A medida vale de 26 de fevereiro a 14 de março e visa evitar grandes aglomerações de pessoas

Por Redação VEJA São Paulo Atualizado em 24 fev 2021, 14h17 - Publicado em 24 fev 2021, 12h49

O governador de São Paulo, João Doria, anunciou que todo o estado paulista deverá cumprir o que chamou de toque de restrições’ das 23h às 5h com o intuito de diminuir a disseminação da Covid-19. A medida ocorre na semana em que São Paulo bateu o recorde de internações diárias em UTI devido a doença. A medida vale de 26 de fevereiro a 14 de março.

“Dado ao fato de que chegamos ao recorde de internados com Covid-19 no sistema hospitalar de São Paulo, o governo de São Paulo, atendendo expressa recomendação do centro de contingência, decreta restrição de circulação de pessoas das 23h às 5h em todo o estado, de 26 de fevereiro a 14 de março”, disse o governador João Doria em coletiva de imprensa nesta quarta (24).

Os serviços essenciais continuarão a funcionar normalmente durante qualquer período, inclusive o horário restrito. Também não haverá advertência, multa ou impedimento à circulação de trabalhadores. Na prática, o governo do estado vai endurecer a fiscalização contra aglomerações em qualquer horário e eventos ilegais ou proibidos aos finais de noite e madrugadas.

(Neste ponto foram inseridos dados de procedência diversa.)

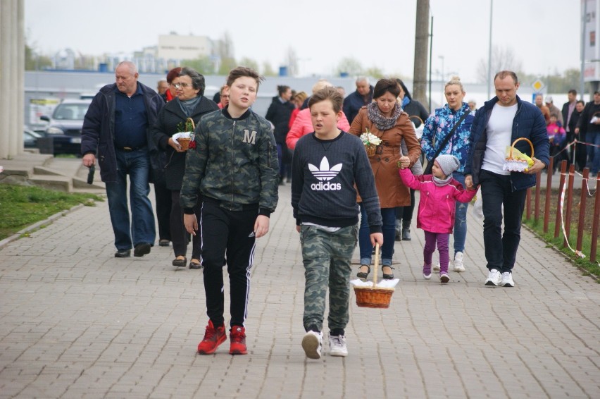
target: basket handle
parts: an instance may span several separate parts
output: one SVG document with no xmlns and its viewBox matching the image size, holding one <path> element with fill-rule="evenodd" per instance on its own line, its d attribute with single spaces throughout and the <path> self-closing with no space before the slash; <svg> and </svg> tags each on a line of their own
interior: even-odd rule
<svg viewBox="0 0 600 399">
<path fill-rule="evenodd" d="M 513 159 L 513 149 L 515 148 L 515 145 L 518 141 L 525 140 L 529 143 L 530 147 L 531 147 L 531 157 L 533 158 L 533 143 L 531 142 L 531 140 L 527 137 L 519 137 L 515 141 L 513 142 L 513 144 L 511 145 L 511 151 L 508 153 L 508 157 L 512 159 Z"/>
<path fill-rule="evenodd" d="M 418 116 L 418 115 L 409 115 L 409 116 L 408 116 L 408 119 L 412 119 L 413 118 L 416 118 L 417 119 L 418 119 L 419 121 L 421 121 L 421 124 L 422 124 L 422 125 L 425 125 L 425 122 L 423 122 L 423 119 L 421 119 L 421 118 L 419 117 L 419 116 Z"/>
<path fill-rule="evenodd" d="M 187 119 L 185 120 L 186 123 L 187 123 L 188 121 L 189 121 L 192 123 L 192 131 L 193 132 L 194 130 L 196 130 L 196 123 L 194 123 L 194 119 L 192 119 L 192 118 L 188 118 Z"/>
<path fill-rule="evenodd" d="M 373 288 L 377 286 L 377 268 L 379 267 L 379 243 L 375 243 L 375 262 L 373 265 Z"/>
</svg>

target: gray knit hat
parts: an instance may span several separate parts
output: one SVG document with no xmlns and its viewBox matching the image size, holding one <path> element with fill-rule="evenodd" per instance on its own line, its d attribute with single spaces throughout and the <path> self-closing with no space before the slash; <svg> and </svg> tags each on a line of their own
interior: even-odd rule
<svg viewBox="0 0 600 399">
<path fill-rule="evenodd" d="M 453 172 L 456 172 L 461 166 L 458 159 L 454 155 L 439 155 L 435 159 L 435 161 L 446 176 L 451 175 Z"/>
</svg>

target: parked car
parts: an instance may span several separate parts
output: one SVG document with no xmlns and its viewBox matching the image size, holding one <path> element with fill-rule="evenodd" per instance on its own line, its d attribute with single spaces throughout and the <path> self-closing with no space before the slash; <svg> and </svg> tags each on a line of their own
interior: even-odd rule
<svg viewBox="0 0 600 399">
<path fill-rule="evenodd" d="M 81 152 L 81 128 L 83 118 L 92 100 L 64 99 L 56 106 L 51 116 L 42 116 L 40 119 L 48 122 L 44 130 L 45 137 L 38 140 L 40 152 L 45 147 L 47 152 L 51 144 L 52 152 L 57 154 L 75 154 Z"/>
<path fill-rule="evenodd" d="M 23 128 L 23 146 L 25 148 L 37 148 L 37 139 L 44 137 L 42 135 Z"/>
</svg>

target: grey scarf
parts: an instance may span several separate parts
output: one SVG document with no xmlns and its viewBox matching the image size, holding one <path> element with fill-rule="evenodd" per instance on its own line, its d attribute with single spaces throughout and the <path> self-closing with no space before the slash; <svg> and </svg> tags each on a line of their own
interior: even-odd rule
<svg viewBox="0 0 600 399">
<path fill-rule="evenodd" d="M 373 123 L 380 130 L 387 130 L 391 129 L 396 125 L 396 121 L 400 118 L 400 113 L 402 112 L 402 109 L 399 104 L 394 106 L 394 111 L 392 113 L 392 116 L 388 118 L 385 116 L 381 113 L 376 102 L 372 102 L 367 106 L 367 116 L 369 121 Z"/>
</svg>

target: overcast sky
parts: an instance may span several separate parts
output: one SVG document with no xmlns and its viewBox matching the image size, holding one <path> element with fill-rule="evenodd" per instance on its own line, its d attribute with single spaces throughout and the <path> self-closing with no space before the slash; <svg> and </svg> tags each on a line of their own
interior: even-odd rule
<svg viewBox="0 0 600 399">
<path fill-rule="evenodd" d="M 237 59 L 282 65 L 289 48 L 302 75 L 331 75 L 340 59 L 413 76 L 416 0 L 25 0 L 27 43 L 42 54 L 130 53 L 159 35 L 229 32 Z M 432 74 L 475 82 L 487 63 L 490 0 L 430 0 Z M 496 0 L 492 43 L 527 73 L 580 66 L 580 0 Z M 443 64 L 443 65 L 442 65 Z"/>
</svg>

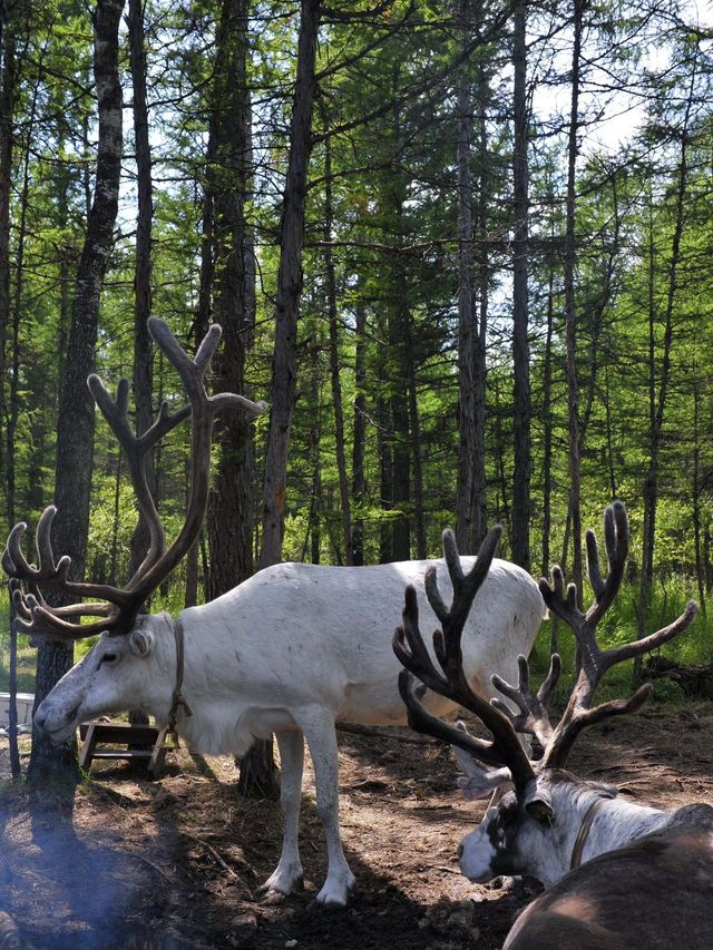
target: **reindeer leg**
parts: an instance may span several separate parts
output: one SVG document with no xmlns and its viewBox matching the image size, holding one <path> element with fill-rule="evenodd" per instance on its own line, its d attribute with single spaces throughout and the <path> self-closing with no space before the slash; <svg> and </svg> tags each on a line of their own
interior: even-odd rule
<svg viewBox="0 0 713 950">
<path fill-rule="evenodd" d="M 354 885 L 339 833 L 339 760 L 334 719 L 324 708 L 310 709 L 300 717 L 310 747 L 316 785 L 316 811 L 324 829 L 329 866 L 326 881 L 316 895 L 319 904 L 344 907 Z"/>
<path fill-rule="evenodd" d="M 277 866 L 258 893 L 280 891 L 289 894 L 302 887 L 303 873 L 297 840 L 300 801 L 302 797 L 302 767 L 304 764 L 304 736 L 300 729 L 282 729 L 275 733 L 280 748 L 280 804 L 283 815 L 282 853 Z"/>
</svg>

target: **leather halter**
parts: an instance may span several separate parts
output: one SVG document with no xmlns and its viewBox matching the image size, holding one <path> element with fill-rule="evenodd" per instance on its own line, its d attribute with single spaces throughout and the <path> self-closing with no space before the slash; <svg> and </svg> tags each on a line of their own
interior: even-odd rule
<svg viewBox="0 0 713 950">
<path fill-rule="evenodd" d="M 168 714 L 168 732 L 176 732 L 176 721 L 178 718 L 178 709 L 183 706 L 184 715 L 192 716 L 193 709 L 183 698 L 180 688 L 183 686 L 183 669 L 184 669 L 184 638 L 183 624 L 175 619 L 173 624 L 174 638 L 176 640 L 176 686 L 174 687 L 174 701 Z"/>
<path fill-rule="evenodd" d="M 589 836 L 589 831 L 592 830 L 592 825 L 594 824 L 594 820 L 597 816 L 597 813 L 602 805 L 605 802 L 611 802 L 611 796 L 603 796 L 602 799 L 596 799 L 588 810 L 586 815 L 582 821 L 582 825 L 579 827 L 579 833 L 577 834 L 577 839 L 575 841 L 575 846 L 572 850 L 572 860 L 569 861 L 569 870 L 574 871 L 575 868 L 578 868 L 582 863 L 582 854 L 584 852 L 584 846 L 587 843 L 587 839 Z"/>
</svg>

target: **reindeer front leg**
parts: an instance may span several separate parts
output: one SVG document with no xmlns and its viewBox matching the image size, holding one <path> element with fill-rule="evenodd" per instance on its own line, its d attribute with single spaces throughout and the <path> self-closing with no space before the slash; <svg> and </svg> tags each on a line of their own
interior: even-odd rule
<svg viewBox="0 0 713 950">
<path fill-rule="evenodd" d="M 320 904 L 344 907 L 354 887 L 339 833 L 339 760 L 334 719 L 324 708 L 311 709 L 300 717 L 314 765 L 316 811 L 326 839 L 326 881 L 316 895 Z"/>
<path fill-rule="evenodd" d="M 302 768 L 304 765 L 304 736 L 300 729 L 275 733 L 280 748 L 280 804 L 283 815 L 282 853 L 277 866 L 260 888 L 260 892 L 291 893 L 302 887 L 303 872 L 297 840 L 300 800 L 302 797 Z"/>
</svg>

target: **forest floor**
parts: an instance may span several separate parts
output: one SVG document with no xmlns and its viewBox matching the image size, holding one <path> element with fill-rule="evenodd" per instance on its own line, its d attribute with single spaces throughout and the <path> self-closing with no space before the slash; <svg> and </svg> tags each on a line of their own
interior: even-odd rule
<svg viewBox="0 0 713 950">
<path fill-rule="evenodd" d="M 305 775 L 304 890 L 255 892 L 280 852 L 277 802 L 242 801 L 228 757 L 186 751 L 149 782 L 96 762 L 66 821 L 32 816 L 0 784 L 0 946 L 27 950 L 495 950 L 538 887 L 471 884 L 456 846 L 482 804 L 456 787 L 450 753 L 408 729 L 340 731 L 343 840 L 356 889 L 346 909 L 312 907 L 325 871 Z M 572 766 L 666 807 L 713 800 L 713 703 L 654 707 L 590 729 Z M 27 748 L 23 761 L 27 761 Z M 0 780 L 9 776 L 0 740 Z"/>
</svg>

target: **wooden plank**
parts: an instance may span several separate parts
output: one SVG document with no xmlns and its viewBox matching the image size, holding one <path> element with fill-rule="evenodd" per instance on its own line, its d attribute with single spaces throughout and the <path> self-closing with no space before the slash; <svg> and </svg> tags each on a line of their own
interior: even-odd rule
<svg viewBox="0 0 713 950">
<path fill-rule="evenodd" d="M 149 774 L 157 778 L 168 752 L 168 729 L 154 726 L 134 726 L 130 723 L 81 723 L 79 735 L 84 740 L 79 765 L 88 770 L 94 758 L 148 760 Z M 100 743 L 111 743 L 111 748 L 98 748 Z M 116 748 L 116 745 L 144 745 L 149 748 Z"/>
</svg>

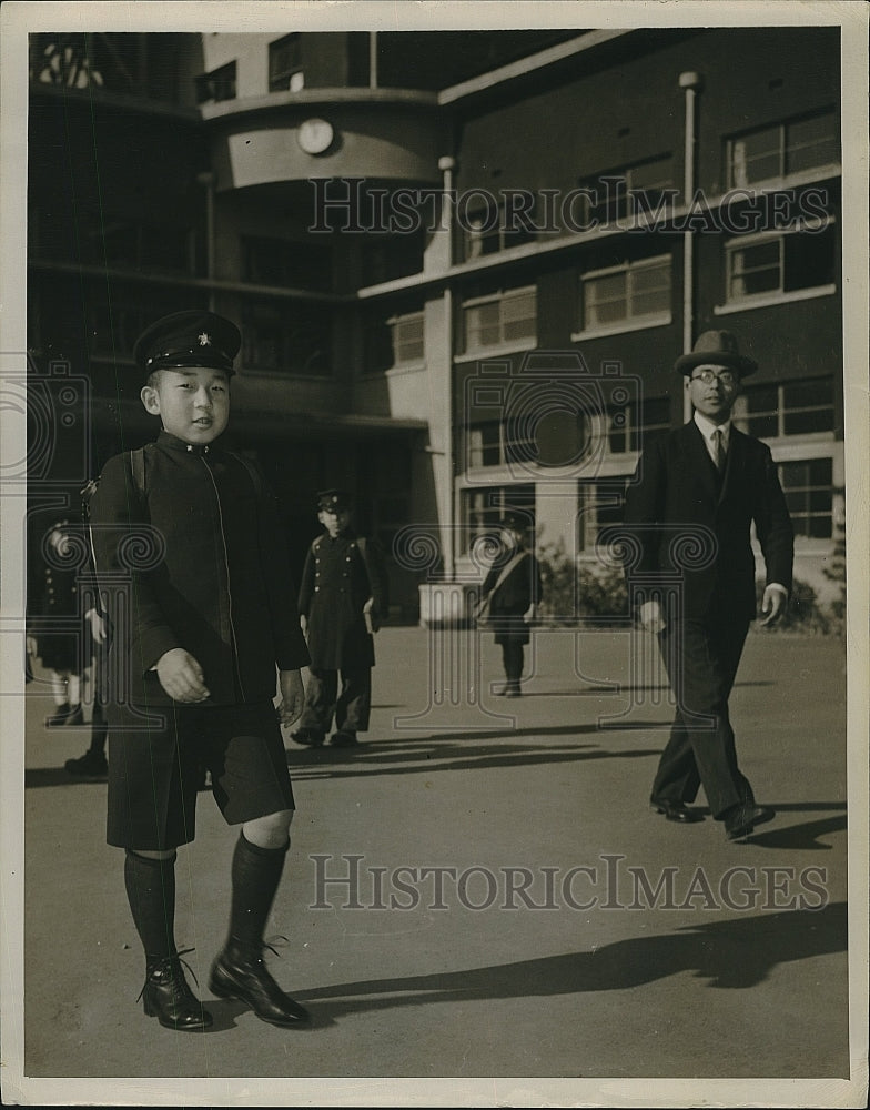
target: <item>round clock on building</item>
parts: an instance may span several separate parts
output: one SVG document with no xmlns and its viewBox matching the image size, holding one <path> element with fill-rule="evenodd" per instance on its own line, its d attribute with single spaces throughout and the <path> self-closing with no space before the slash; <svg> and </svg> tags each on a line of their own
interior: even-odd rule
<svg viewBox="0 0 870 1110">
<path fill-rule="evenodd" d="M 326 120 L 305 120 L 300 123 L 296 141 L 306 154 L 323 154 L 332 145 L 335 132 Z"/>
</svg>

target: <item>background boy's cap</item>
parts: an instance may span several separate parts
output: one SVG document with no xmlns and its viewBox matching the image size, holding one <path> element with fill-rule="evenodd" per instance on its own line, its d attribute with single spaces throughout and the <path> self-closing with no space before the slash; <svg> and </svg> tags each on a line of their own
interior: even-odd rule
<svg viewBox="0 0 870 1110">
<path fill-rule="evenodd" d="M 351 507 L 351 495 L 346 490 L 321 490 L 317 494 L 317 508 L 341 513 Z"/>
<path fill-rule="evenodd" d="M 145 376 L 175 366 L 210 366 L 233 374 L 241 345 L 232 320 L 194 309 L 173 312 L 146 327 L 135 342 L 133 357 Z"/>
<path fill-rule="evenodd" d="M 498 522 L 499 528 L 510 528 L 512 532 L 528 532 L 530 524 L 527 517 L 520 516 L 518 513 L 505 513 L 502 519 Z"/>
</svg>

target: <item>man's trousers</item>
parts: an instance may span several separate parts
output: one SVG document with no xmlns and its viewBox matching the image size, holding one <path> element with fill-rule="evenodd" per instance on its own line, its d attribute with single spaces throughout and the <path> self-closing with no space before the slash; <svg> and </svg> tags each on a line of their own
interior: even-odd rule
<svg viewBox="0 0 870 1110">
<path fill-rule="evenodd" d="M 342 689 L 338 693 L 338 672 L 311 668 L 305 687 L 305 710 L 300 729 L 328 733 L 333 716 L 335 728 L 344 733 L 364 733 L 368 728 L 372 706 L 371 667 L 343 667 Z"/>
<path fill-rule="evenodd" d="M 702 619 L 684 617 L 659 633 L 677 712 L 652 798 L 690 803 L 702 785 L 716 818 L 731 806 L 753 800 L 752 788 L 737 766 L 728 717 L 728 698 L 748 629 L 748 620 L 719 613 Z"/>
</svg>

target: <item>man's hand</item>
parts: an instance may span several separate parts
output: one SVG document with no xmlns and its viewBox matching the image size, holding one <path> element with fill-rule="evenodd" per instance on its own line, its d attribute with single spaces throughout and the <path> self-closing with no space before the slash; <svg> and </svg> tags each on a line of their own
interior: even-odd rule
<svg viewBox="0 0 870 1110">
<path fill-rule="evenodd" d="M 281 690 L 277 717 L 285 728 L 290 728 L 302 716 L 305 706 L 305 686 L 299 670 L 280 670 L 277 682 Z"/>
<path fill-rule="evenodd" d="M 788 594 L 782 586 L 773 584 L 765 586 L 765 596 L 761 598 L 761 613 L 765 614 L 765 619 L 760 624 L 763 626 L 778 620 L 786 612 L 787 601 Z"/>
<path fill-rule="evenodd" d="M 211 696 L 202 667 L 183 647 L 161 655 L 156 672 L 160 685 L 173 702 L 204 702 Z"/>
<path fill-rule="evenodd" d="M 91 635 L 97 640 L 98 644 L 105 643 L 105 620 L 100 616 L 97 609 L 88 609 L 84 614 L 88 623 L 91 626 Z"/>
<path fill-rule="evenodd" d="M 644 602 L 640 606 L 640 613 L 638 614 L 638 619 L 640 620 L 640 627 L 645 632 L 661 632 L 665 627 L 665 618 L 661 616 L 661 605 L 658 598 L 652 598 L 650 602 Z"/>
<path fill-rule="evenodd" d="M 365 618 L 365 627 L 367 632 L 376 633 L 381 627 L 381 620 L 378 618 L 377 609 L 375 608 L 374 597 L 370 597 L 363 606 L 363 617 Z"/>
</svg>

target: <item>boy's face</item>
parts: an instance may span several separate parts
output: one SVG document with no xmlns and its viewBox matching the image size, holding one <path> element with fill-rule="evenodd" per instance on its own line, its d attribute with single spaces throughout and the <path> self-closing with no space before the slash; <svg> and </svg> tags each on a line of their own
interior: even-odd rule
<svg viewBox="0 0 870 1110">
<path fill-rule="evenodd" d="M 230 379 L 211 366 L 159 370 L 155 384 L 146 385 L 140 396 L 164 430 L 184 443 L 211 443 L 230 420 Z"/>
<path fill-rule="evenodd" d="M 502 528 L 502 543 L 508 551 L 516 551 L 523 543 L 523 533 L 516 528 Z"/>
<path fill-rule="evenodd" d="M 351 523 L 351 514 L 346 508 L 340 508 L 337 513 L 331 508 L 322 508 L 317 513 L 317 519 L 326 528 L 330 536 L 335 539 L 347 528 Z"/>
</svg>

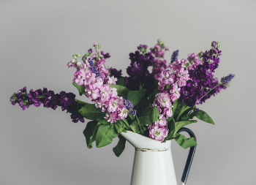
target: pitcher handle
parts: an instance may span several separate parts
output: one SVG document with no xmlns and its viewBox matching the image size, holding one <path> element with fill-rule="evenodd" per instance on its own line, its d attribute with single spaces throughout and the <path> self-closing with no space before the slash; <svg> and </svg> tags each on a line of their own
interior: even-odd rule
<svg viewBox="0 0 256 185">
<path fill-rule="evenodd" d="M 190 137 L 194 137 L 195 142 L 197 141 L 197 139 L 195 138 L 195 135 L 193 133 L 193 132 L 191 131 L 191 129 L 186 128 L 186 127 L 182 127 L 181 129 L 178 130 L 177 133 L 179 133 L 181 132 L 187 132 L 189 135 Z M 183 174 L 182 174 L 181 185 L 184 185 L 187 182 L 187 177 L 189 175 L 189 170 L 190 170 L 190 167 L 191 167 L 192 162 L 193 161 L 193 158 L 194 158 L 194 155 L 195 155 L 195 148 L 196 148 L 195 146 L 190 147 L 189 156 L 187 156 L 184 170 Z"/>
</svg>

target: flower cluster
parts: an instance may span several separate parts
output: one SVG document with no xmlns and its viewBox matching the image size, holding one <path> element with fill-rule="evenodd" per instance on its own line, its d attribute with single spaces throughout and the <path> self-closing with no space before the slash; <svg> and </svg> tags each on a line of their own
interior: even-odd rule
<svg viewBox="0 0 256 185">
<path fill-rule="evenodd" d="M 178 50 L 173 51 L 173 55 L 170 57 L 170 64 L 173 64 L 173 61 L 177 60 L 178 56 L 178 51 L 179 51 Z"/>
<path fill-rule="evenodd" d="M 11 103 L 18 104 L 23 110 L 31 105 L 36 107 L 43 105 L 53 110 L 61 107 L 62 110 L 71 113 L 75 123 L 84 122 L 83 117 L 93 118 L 94 121 L 86 129 L 89 132 L 85 132 L 86 137 L 91 138 L 90 142 L 87 142 L 89 145 L 95 140 L 101 140 L 102 135 L 108 137 L 99 142 L 100 144 L 97 142 L 97 147 L 110 143 L 116 137 L 111 133 L 124 129 L 131 129 L 158 141 L 178 140 L 184 136 L 171 134 L 178 130 L 176 125 L 172 123 L 195 122 L 190 119 L 192 116 L 196 115 L 201 116 L 197 117 L 206 122 L 214 124 L 207 114 L 203 110 L 197 111 L 194 105 L 204 102 L 221 89 L 226 88 L 235 77 L 230 74 L 222 78 L 220 82 L 214 77 L 222 55 L 220 45 L 215 41 L 211 42 L 209 50 L 188 54 L 187 58 L 178 58 L 179 50 L 176 50 L 169 64 L 164 58 L 165 52 L 170 49 L 161 39 L 148 52 L 146 45 L 140 45 L 137 50 L 129 53 L 131 63 L 127 68 L 128 76 L 125 78 L 122 77 L 121 70 L 106 68 L 105 63 L 110 57 L 110 54 L 101 51 L 102 46 L 97 43 L 94 43 L 93 46 L 94 49 L 88 50 L 83 57 L 79 53 L 73 55 L 67 66 L 75 69 L 73 85 L 80 94 L 85 94 L 94 105 L 88 105 L 76 99 L 72 93 L 55 94 L 46 88 L 31 89 L 27 92 L 26 87 L 12 94 Z M 126 99 L 127 97 L 129 99 Z M 192 113 L 194 114 L 190 115 Z M 99 127 L 102 127 L 101 124 L 108 123 L 97 116 L 112 126 L 112 124 L 117 124 L 110 127 L 110 132 L 105 132 L 96 124 L 102 121 Z M 92 124 L 95 127 L 91 127 Z M 96 139 L 91 135 L 95 132 L 97 132 Z M 191 140 L 184 142 L 187 142 L 186 146 L 195 146 Z"/>
<path fill-rule="evenodd" d="M 167 62 L 164 59 L 165 54 L 166 51 L 170 51 L 170 49 L 165 46 L 161 39 L 158 39 L 157 45 L 150 48 L 150 50 L 154 56 L 152 73 L 154 75 L 154 79 L 159 80 L 162 78 L 162 72 L 167 68 Z"/>
<path fill-rule="evenodd" d="M 94 43 L 94 46 L 96 53 L 91 55 L 92 50 L 90 50 L 82 58 L 84 66 L 87 67 L 82 69 L 77 68 L 73 81 L 85 86 L 86 96 L 95 102 L 96 107 L 103 113 L 106 112 L 104 118 L 108 122 L 116 123 L 117 120 L 124 119 L 129 112 L 135 115 L 136 111 L 133 110 L 134 107 L 128 107 L 125 105 L 127 100 L 118 96 L 116 88 L 108 85 L 116 84 L 117 80 L 114 75 L 110 76 L 109 70 L 104 66 L 109 54 L 105 54 L 106 56 L 103 55 L 104 52 L 100 52 L 101 45 Z M 116 72 L 121 73 L 117 70 Z"/>
<path fill-rule="evenodd" d="M 135 107 L 133 106 L 131 101 L 129 101 L 128 99 L 125 99 L 124 101 L 124 105 L 125 107 L 127 108 L 127 110 L 129 110 L 129 113 L 130 115 L 132 115 L 133 116 L 136 115 L 136 110 L 135 109 Z"/>
<path fill-rule="evenodd" d="M 129 53 L 130 66 L 127 69 L 129 77 L 126 77 L 127 88 L 130 90 L 139 90 L 140 86 L 148 92 L 152 91 L 154 75 L 148 71 L 148 67 L 154 64 L 154 56 L 151 52 L 146 53 L 146 45 L 140 45 L 140 50 Z"/>
<path fill-rule="evenodd" d="M 24 87 L 18 93 L 12 94 L 10 102 L 13 105 L 18 103 L 23 110 L 28 108 L 31 105 L 39 107 L 42 104 L 45 107 L 53 110 L 60 106 L 62 110 L 67 110 L 67 113 L 71 113 L 71 118 L 74 123 L 78 121 L 84 122 L 83 117 L 78 113 L 75 113 L 77 108 L 75 97 L 75 95 L 72 93 L 61 91 L 59 94 L 55 94 L 54 91 L 48 91 L 46 88 L 36 91 L 31 89 L 29 93 L 27 93 L 26 87 Z"/>
<path fill-rule="evenodd" d="M 217 88 L 211 94 L 208 94 L 212 84 L 217 80 L 212 73 L 220 62 L 219 56 L 222 55 L 222 51 L 219 50 L 219 43 L 214 41 L 211 42 L 210 50 L 202 51 L 199 55 L 194 53 L 188 56 L 188 60 L 191 64 L 187 65 L 190 79 L 187 85 L 181 88 L 182 102 L 189 106 L 194 106 L 202 103 L 202 100 L 205 101 L 210 96 L 219 91 Z"/>
<path fill-rule="evenodd" d="M 230 74 L 226 77 L 222 78 L 221 82 L 223 85 L 227 85 L 235 77 L 235 75 Z"/>
</svg>

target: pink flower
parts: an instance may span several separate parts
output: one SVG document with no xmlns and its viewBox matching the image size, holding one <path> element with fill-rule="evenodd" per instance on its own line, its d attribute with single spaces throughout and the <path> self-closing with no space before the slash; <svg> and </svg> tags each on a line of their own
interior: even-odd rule
<svg viewBox="0 0 256 185">
<path fill-rule="evenodd" d="M 173 102 L 181 97 L 180 94 L 181 88 L 178 87 L 176 84 L 172 84 L 171 90 L 170 91 L 170 99 Z"/>
<path fill-rule="evenodd" d="M 110 99 L 109 102 L 107 103 L 108 105 L 108 112 L 116 112 L 116 110 L 119 105 L 120 100 L 118 99 Z"/>
<path fill-rule="evenodd" d="M 110 122 L 111 124 L 116 123 L 117 119 L 117 115 L 116 113 L 106 113 L 104 118 L 106 119 L 108 122 Z"/>
<path fill-rule="evenodd" d="M 179 70 L 176 71 L 177 76 L 179 78 L 184 78 L 185 79 L 188 79 L 189 75 L 188 75 L 189 71 L 186 70 L 184 68 L 181 68 Z"/>
<path fill-rule="evenodd" d="M 99 88 L 91 89 L 89 88 L 86 88 L 86 95 L 88 98 L 91 99 L 97 99 L 100 97 Z"/>
<path fill-rule="evenodd" d="M 159 93 L 157 96 L 157 105 L 161 107 L 170 107 L 170 97 L 168 93 Z"/>
<path fill-rule="evenodd" d="M 114 76 L 112 76 L 112 77 L 108 76 L 105 80 L 107 81 L 107 83 L 108 84 L 116 84 L 116 82 L 117 81 L 117 78 L 115 78 Z"/>
<path fill-rule="evenodd" d="M 110 97 L 111 94 L 110 94 L 110 87 L 108 85 L 104 85 L 100 88 L 100 99 L 102 102 L 105 102 L 108 101 Z"/>
<path fill-rule="evenodd" d="M 158 141 L 164 140 L 168 135 L 168 129 L 153 125 L 149 129 L 149 137 Z"/>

De acordo com a gestão, haverá uma força-tarefa para ampliar a fiscalização de estabelecimentos. “Há uma força tarefa de fiscalização, para que essas medidas sejam seguidas por todos. Isso vai ser feito em conjunto pelas vigilâncias sanitárias municipais e do estado, pela Polícia Militar e pelos Procons. E aqui temos o 0800 para denúncias da população”, afirmou o médico Paulo Menezes, do Centro de Contingência da Covid. O disk-denúncia é 0800-771-3541.

Em meio ao anúncio, a gestão estadual permitiu a venda de bebidas alcoólicas até as 22h desde a última segunda-feira (22) para regiões que estão na fase amarela do Plano São Paulo. Anteriormente, a regra permitia a comercialização até 20h.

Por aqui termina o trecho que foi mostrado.